Most people decorate one, maybe two, trees for Christmas.

Members of the Willkommen Heritage and Preservation Society have decorated more than a dozen with them.

This is their “Tower of the Trees” on display at the Willkommen Heritage Center at Norwood Young America until the end of December. Each tree in the seasonal exhibit has a different theme and set of decorations.

There is a tree decorated with historic greeting cards and a feather tree, believed to be one of the earliest man-made trees, originally made up of green-dyed goose feathers attached to wire branches, brought to the States- United by German immigrants.

Also, a red, white and blue tree honoring veterans. And trees highlighting the hobbies of members: a sewing tree with spools of thread; a cookie cutter tree and another with handcrafted hobby horses. Also, collectible trees – one with jewelry and another “tea time” tree with tea cups.
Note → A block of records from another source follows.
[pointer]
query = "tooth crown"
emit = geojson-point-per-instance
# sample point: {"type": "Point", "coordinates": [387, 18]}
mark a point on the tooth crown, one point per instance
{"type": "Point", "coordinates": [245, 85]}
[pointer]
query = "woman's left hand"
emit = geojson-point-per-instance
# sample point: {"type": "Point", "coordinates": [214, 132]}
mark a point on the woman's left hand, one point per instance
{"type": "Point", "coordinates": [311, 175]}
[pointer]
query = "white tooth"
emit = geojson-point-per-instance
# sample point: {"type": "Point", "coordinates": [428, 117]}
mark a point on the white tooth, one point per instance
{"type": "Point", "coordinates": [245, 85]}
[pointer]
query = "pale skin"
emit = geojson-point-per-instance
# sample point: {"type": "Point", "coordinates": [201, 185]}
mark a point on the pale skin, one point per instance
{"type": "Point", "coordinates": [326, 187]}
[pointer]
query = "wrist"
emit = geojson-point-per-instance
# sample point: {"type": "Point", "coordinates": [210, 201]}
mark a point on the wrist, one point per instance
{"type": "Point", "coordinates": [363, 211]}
There is a Charlie Brown tree as a tribute to the popular Charlie Brown Christmas TV show, which has aired annually since 1965. A tree made from the pages of a Sears and Roebuck catalog. Others too.

Members have been planning the “Path of the Trees” for about a month to brighten up the historic center and attract visitors, according to member and host Marcie Lein. The company was established in 2010 to preserve the past and tell stories about Norwood Young America and its surroundings.
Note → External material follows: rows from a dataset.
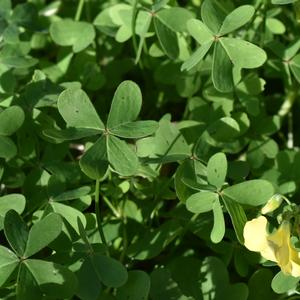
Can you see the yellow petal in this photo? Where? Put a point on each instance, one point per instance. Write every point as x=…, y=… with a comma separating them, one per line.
x=279, y=241
x=255, y=234
x=272, y=204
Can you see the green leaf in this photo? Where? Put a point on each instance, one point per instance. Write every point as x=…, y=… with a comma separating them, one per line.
x=222, y=69
x=137, y=287
x=295, y=67
x=163, y=286
x=236, y=19
x=72, y=194
x=52, y=279
x=217, y=170
x=253, y=192
x=43, y=233
x=212, y=15
x=135, y=130
x=175, y=18
x=282, y=2
x=243, y=54
x=218, y=230
x=290, y=51
x=8, y=263
x=275, y=26
x=144, y=20
x=14, y=58
x=16, y=202
x=237, y=216
x=89, y=284
x=94, y=162
x=283, y=283
x=69, y=214
x=77, y=110
x=223, y=130
x=215, y=282
x=27, y=287
x=169, y=143
x=126, y=104
x=11, y=119
x=199, y=31
x=167, y=39
x=201, y=202
x=121, y=156
x=196, y=57
x=7, y=148
x=70, y=134
x=110, y=271
x=16, y=232
x=67, y=32
x=260, y=285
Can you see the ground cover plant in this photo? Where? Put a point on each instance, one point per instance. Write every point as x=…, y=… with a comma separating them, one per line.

The company currently has 54 people and five business members, and has welcomed some 330 visitors so far this year, Lein said. In addition to the permanent, rotating and seasonal exhibitions, the company also sponsors occasional “museum nights” focused on particular historical topics. Some of the most popular have been on area railways, WWII, and local cemeteries.

You can see the “Path of trees” exhibit and follow the path to other Heritage Center exhibits on Thursdays, Fridays and Saturdays, from 10 am to 2 pm. The center is closed on Christmas Eve, Christmas Day and New Year’s Day.